Comment Re:I won't attend the laying in state, but I appro (Score 1) 608

But the context in which those amendments exist DOES change, and therefore so must their application - (e.g. you now have a standing army, which the second amendment was not written/designed/intended to co-exist with).

No, having a standing army only means we need the second amendment more. Now, not only do we have to deal with foreign enemies, but there is the threat of occupation from within — both due to illegal acts by our own government, but also the potential of rogue military elements acting inappropriately, especially during times of crisis. Everyone thinks that the culture of obedience and respect in their military means it can't happen right up until it does.

Comment Re:What should happen but won't (Score 1) 608

Democracies are uniquely vulnerable to destructive propaganda, because our strong protections for freedom of expression leave even the best government powerless to defend the culture from corruption, no matter how sickeningly evil the invading message.

Nonsense. Nations with Free Speech are uniquely resistant to some forms of destructive propaganda, because ridiculous ideas can be exposed to the light of criticism. But there is no form of government which prevents the entrenched media from doing the will of the government and helping to pull the wool over the eyes of the citizenry.

Comment Re:What should happen but won't (Score 1) 608

The Framers' intentions are important, but should not override every consideration. They were not gods, and a constitution that rigidly locks itself tight is doomed.

There is a process for altering the constitution. If you don't like the constitution, use the process. If you don't like the process, well, you're still going to have to use the process to change it if you want to promise to love the law. Re-interpreting the constitution or its amendments when the authors left copious writings to explain what they meant and why they meant it (which will have been reflected in the actual arguments used to get it passed) is scandalous bullshit and nobody should be giving it a pass, let alone encouraging it. Strict constitutionalism is the job of the Supreme Court. It's Congress' job to change the Constitution, not the Supremes.

We are not rigidly locked to the constitution we have today. We have an amendment process, and if you want to change the constitution, you should use that process. If your changes to the constitution do not merit a constitutional amendment, then you should not be making them.

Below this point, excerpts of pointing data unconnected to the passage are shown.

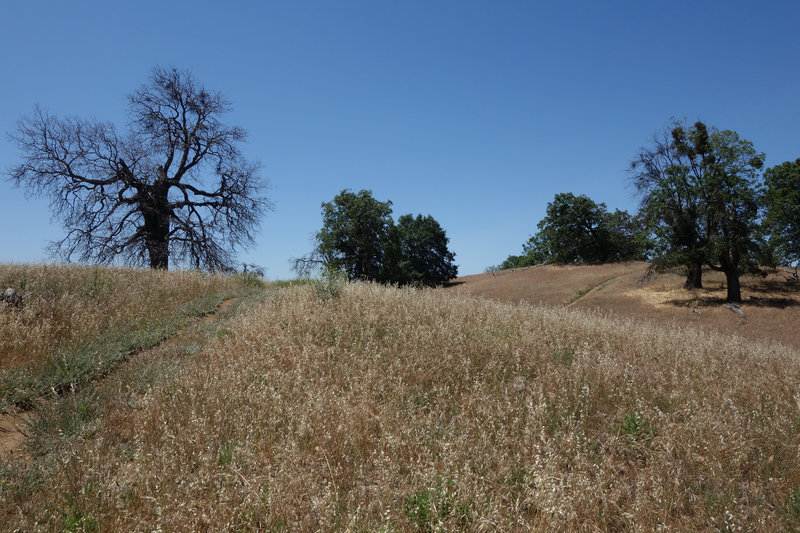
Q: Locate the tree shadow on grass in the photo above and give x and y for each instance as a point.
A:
(773, 302)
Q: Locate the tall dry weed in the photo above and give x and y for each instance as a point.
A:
(413, 410)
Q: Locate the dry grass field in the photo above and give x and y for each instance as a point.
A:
(69, 306)
(364, 408)
(771, 306)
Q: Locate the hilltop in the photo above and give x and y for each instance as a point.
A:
(771, 304)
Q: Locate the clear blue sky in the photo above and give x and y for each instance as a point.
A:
(474, 112)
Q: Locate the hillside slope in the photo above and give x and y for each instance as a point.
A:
(771, 306)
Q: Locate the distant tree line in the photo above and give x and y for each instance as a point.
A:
(705, 202)
(360, 239)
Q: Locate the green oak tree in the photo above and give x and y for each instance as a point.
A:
(174, 187)
(423, 257)
(576, 229)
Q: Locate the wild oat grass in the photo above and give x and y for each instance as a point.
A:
(415, 410)
(68, 305)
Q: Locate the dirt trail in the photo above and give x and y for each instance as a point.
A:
(14, 424)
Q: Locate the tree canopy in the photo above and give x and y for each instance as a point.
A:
(359, 237)
(576, 229)
(782, 201)
(700, 195)
(174, 185)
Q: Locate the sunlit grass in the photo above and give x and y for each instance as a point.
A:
(381, 409)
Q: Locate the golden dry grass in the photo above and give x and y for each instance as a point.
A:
(407, 410)
(67, 305)
(771, 306)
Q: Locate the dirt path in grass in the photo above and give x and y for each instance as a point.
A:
(14, 424)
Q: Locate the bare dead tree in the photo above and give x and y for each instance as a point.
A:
(175, 186)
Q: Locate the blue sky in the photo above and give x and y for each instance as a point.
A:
(474, 112)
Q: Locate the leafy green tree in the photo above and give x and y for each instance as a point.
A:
(667, 177)
(578, 230)
(423, 258)
(575, 230)
(700, 195)
(782, 201)
(359, 238)
(174, 188)
(355, 236)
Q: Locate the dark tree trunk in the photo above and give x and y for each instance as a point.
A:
(694, 277)
(734, 289)
(156, 227)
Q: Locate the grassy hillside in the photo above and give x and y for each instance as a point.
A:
(771, 306)
(367, 408)
(66, 306)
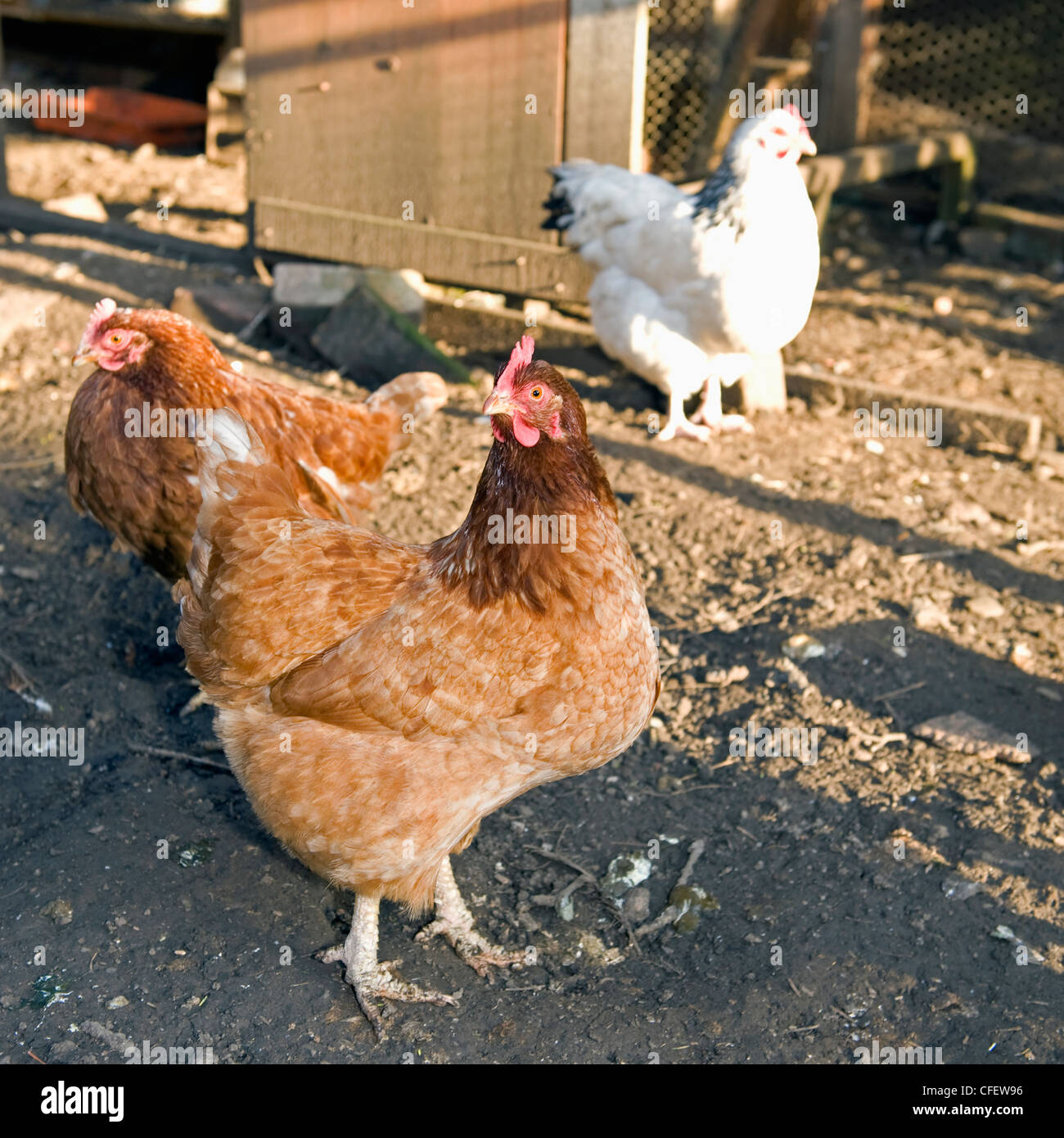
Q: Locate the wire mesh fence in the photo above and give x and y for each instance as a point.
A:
(985, 66)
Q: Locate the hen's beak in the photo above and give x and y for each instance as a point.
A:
(498, 404)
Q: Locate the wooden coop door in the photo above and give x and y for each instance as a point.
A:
(408, 136)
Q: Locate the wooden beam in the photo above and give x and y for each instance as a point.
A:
(964, 423)
(22, 213)
(3, 189)
(839, 70)
(606, 81)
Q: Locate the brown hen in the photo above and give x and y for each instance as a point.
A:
(376, 700)
(131, 436)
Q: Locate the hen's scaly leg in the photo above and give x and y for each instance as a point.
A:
(455, 923)
(370, 978)
(679, 426)
(711, 414)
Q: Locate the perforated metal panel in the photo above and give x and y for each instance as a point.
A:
(963, 63)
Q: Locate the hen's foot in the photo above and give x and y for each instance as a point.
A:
(724, 425)
(455, 924)
(195, 703)
(683, 428)
(372, 979)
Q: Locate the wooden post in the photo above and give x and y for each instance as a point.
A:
(848, 37)
(606, 81)
(3, 189)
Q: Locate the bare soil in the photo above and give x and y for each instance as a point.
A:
(850, 899)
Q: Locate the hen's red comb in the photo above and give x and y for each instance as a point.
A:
(519, 358)
(102, 311)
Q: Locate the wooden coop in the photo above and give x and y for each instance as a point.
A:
(420, 136)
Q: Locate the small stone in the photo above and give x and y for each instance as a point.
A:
(959, 889)
(987, 607)
(638, 905)
(800, 647)
(85, 206)
(1022, 657)
(624, 873)
(929, 616)
(61, 910)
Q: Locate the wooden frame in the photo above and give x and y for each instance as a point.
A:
(494, 242)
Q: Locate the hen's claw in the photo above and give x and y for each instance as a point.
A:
(724, 425)
(372, 979)
(476, 951)
(455, 924)
(685, 429)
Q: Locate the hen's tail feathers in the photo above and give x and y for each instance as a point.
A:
(414, 396)
(560, 210)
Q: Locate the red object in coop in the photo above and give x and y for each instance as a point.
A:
(122, 117)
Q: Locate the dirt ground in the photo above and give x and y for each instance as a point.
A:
(849, 901)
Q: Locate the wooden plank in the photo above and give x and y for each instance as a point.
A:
(964, 423)
(3, 184)
(997, 216)
(158, 17)
(443, 113)
(22, 213)
(457, 256)
(839, 67)
(606, 81)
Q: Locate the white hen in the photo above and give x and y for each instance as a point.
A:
(690, 287)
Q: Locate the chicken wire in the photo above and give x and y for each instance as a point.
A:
(939, 64)
(682, 69)
(963, 64)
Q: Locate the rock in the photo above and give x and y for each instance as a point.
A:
(375, 344)
(624, 873)
(87, 206)
(967, 513)
(801, 647)
(302, 285)
(967, 735)
(638, 905)
(989, 607)
(61, 910)
(927, 616)
(1022, 657)
(399, 288)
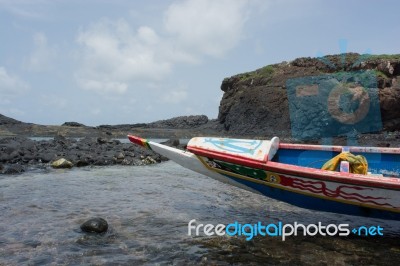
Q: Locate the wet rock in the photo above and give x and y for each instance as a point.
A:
(82, 163)
(73, 124)
(102, 140)
(62, 163)
(14, 169)
(148, 160)
(95, 225)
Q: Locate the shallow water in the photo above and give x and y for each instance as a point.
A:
(148, 209)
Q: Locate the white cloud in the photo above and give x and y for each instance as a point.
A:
(11, 85)
(207, 26)
(42, 56)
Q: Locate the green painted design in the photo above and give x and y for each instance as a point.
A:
(243, 170)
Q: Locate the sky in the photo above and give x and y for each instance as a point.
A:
(125, 61)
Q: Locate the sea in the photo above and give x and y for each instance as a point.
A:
(148, 209)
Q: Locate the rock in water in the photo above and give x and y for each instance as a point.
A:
(62, 163)
(95, 225)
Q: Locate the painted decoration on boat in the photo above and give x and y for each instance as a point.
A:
(258, 150)
(347, 193)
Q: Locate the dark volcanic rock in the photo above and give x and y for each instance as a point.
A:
(95, 225)
(4, 120)
(84, 152)
(191, 121)
(256, 103)
(14, 169)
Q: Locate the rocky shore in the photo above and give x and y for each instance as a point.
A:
(17, 154)
(255, 104)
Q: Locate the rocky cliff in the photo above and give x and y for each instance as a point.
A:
(256, 103)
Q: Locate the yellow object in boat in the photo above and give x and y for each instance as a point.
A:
(358, 163)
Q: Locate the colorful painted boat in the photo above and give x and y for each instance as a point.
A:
(292, 173)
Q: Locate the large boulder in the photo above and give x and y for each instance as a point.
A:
(95, 225)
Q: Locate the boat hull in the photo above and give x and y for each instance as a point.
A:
(317, 190)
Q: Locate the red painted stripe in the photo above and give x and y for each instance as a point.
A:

Comment Re:vague handwaving (Score 1) 150

So, if you have enough biological skills to make bioweapons, chemicals are an easier, and more certain route, at present that is.

It is literally only a matter of time before a disgruntled nerd sitting at home with his bioreactor can print up something hazardous. The tech will get there sooner or later. Are we going to build a better society that takes care of people before we get there, or are we just going to go ahead and create the guy who will do that?

Comment Re:I won't attend the laying in state, but I appro (Score 1) 608

So then the 4th amendment doesn't apply to a telephone conversation because that doesn't fall under the category of "papers" or "effects"?

affect
[ih-fekt]
noun
1.
something that is produced by an agency or cause; result; consequence:

Also the amendment goes on to state unequivocally that "no Warrants shall issue, but upon probable cause, supported by Oath or affirmation, and particularly describing the place to be searched, and the persons or things to be seized" which is actually the important part. See, it was understood implicitly that you needed a warrant to conduct a search. Look at how we've thrown that under the bus. You're arguing about the constitution when that's not even the part we're failing on. We're failing on basic practice of law when we don't require a warrant for every search.

Comment Re: What should happen but won't (Score 1) 608

The Senate Republicans problem is if they obstruct such a prominent nomination that long they take the chance of alienating moderates and independents in the upcoming election.

But if they don't, they risk losing the fanatic fringe. And fanatics are easier than moderates to get to vote for corporate interests over their own.